On paper, i.e., based on various standard estimates, the answer is yes. For example, Ball estimates that had the Fed targeted 4% instead of 2% inflation, the unemployment rate would have come down by two more percentage points, 2010-13. According to this figure from EPI which maps unemployment changes onto real wage changes,* a two-point decline in unemployment would raise low wages for men by about 4% and for women by about 3%. Note the much smaller, yet still positive, effects for higher wage workers shown in the figure.
So by these metrics, it's a worthy trade off and I can stop worrying about whether a higher inflation target will result in lower real earnings for lower-wage workers. But how realistic are these links in the chain? They're plausible--mostly back of the envelope but using standard magnitudes.
On the other hand, the figure below might give you pause. It plots annual nominal wage growth for low- and middle-wage men (10th and 50th percentiles) against the advocated 4% inflation target (the figure for women looks similar, though their median does a bit better). Since the mid-1980s, nominal wage growth for these mid- and low-wage men has rarely beat 4%.

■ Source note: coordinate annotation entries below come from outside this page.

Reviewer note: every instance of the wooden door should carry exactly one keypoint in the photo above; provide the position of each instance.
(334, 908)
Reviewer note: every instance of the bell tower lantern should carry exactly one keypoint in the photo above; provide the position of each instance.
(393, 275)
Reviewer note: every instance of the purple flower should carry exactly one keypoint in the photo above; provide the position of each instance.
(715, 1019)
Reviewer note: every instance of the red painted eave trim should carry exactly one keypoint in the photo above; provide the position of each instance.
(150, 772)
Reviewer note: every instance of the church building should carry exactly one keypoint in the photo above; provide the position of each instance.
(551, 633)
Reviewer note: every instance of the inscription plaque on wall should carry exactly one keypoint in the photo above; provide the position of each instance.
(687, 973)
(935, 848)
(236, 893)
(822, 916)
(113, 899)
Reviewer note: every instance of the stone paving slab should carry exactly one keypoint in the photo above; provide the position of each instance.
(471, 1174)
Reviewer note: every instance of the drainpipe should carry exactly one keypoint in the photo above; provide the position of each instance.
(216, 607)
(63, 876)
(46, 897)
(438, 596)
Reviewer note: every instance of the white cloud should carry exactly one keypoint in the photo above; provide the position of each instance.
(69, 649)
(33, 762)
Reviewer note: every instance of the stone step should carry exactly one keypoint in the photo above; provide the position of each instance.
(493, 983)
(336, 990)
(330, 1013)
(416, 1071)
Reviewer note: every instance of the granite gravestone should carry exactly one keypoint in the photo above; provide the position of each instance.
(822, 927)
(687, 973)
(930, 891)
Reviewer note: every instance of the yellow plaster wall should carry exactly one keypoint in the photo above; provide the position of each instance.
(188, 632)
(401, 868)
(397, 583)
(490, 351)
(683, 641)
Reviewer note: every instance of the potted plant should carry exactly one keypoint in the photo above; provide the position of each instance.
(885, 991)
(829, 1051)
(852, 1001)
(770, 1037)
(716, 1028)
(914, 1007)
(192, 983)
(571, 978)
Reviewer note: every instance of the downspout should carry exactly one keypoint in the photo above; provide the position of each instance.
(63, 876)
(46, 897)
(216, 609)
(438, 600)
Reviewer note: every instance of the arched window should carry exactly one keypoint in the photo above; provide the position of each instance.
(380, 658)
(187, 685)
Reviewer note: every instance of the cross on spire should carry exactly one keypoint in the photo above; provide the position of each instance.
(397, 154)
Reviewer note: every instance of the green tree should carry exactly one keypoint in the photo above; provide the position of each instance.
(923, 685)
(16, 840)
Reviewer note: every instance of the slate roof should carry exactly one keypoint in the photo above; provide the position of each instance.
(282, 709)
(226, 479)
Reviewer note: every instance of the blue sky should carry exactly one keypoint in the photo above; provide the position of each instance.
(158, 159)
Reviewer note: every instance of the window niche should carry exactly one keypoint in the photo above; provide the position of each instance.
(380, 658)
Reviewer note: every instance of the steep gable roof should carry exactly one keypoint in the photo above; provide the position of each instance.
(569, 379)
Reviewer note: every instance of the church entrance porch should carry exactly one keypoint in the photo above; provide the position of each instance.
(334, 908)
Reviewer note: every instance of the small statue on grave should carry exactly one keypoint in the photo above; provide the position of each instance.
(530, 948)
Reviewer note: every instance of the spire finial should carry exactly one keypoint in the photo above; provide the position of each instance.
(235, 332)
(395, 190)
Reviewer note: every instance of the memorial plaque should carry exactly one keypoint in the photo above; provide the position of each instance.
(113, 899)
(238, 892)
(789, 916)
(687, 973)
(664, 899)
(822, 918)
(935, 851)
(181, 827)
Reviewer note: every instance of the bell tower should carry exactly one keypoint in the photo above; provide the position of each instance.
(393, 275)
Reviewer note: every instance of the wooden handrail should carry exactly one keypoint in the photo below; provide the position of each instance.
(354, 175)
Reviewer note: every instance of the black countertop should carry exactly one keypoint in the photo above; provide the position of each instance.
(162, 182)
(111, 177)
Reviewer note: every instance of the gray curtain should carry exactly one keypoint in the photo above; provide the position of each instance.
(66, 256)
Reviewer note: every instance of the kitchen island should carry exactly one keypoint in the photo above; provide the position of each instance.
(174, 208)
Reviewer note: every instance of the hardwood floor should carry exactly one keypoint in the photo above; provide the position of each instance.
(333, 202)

At the same time, this is, of course, the period where low-inflation targeting has dominated, so one could argue that this result is kinda baked in the cake.
End of the day, I'd come down with the higher inflation targeters, but I'd keep a very close eye on the real wage trends of the bottom half. Yes, they very much need more growth and lower unemployment. But if it doesn't show up in their real paychecks, it won't help them.
Source: Economic Policy Institute hourly wage data.
*But doesn't the graph say "nominal" wage changes on the y-axis? Yes, but the regression they use to get these elasticities assigns inflation (lagged one period) a coefficient of one--a standard assumption--so that pretty much makes it a regression of real wage changes on unemployment ("pretty much" because of the lag). Another way of making the same point in the text is that if, as assumed in these regressions, for each point of higher inflation, nominal wage growth goes up 1%, then we don't need to worry about the impact of higher inflation on real wage growth.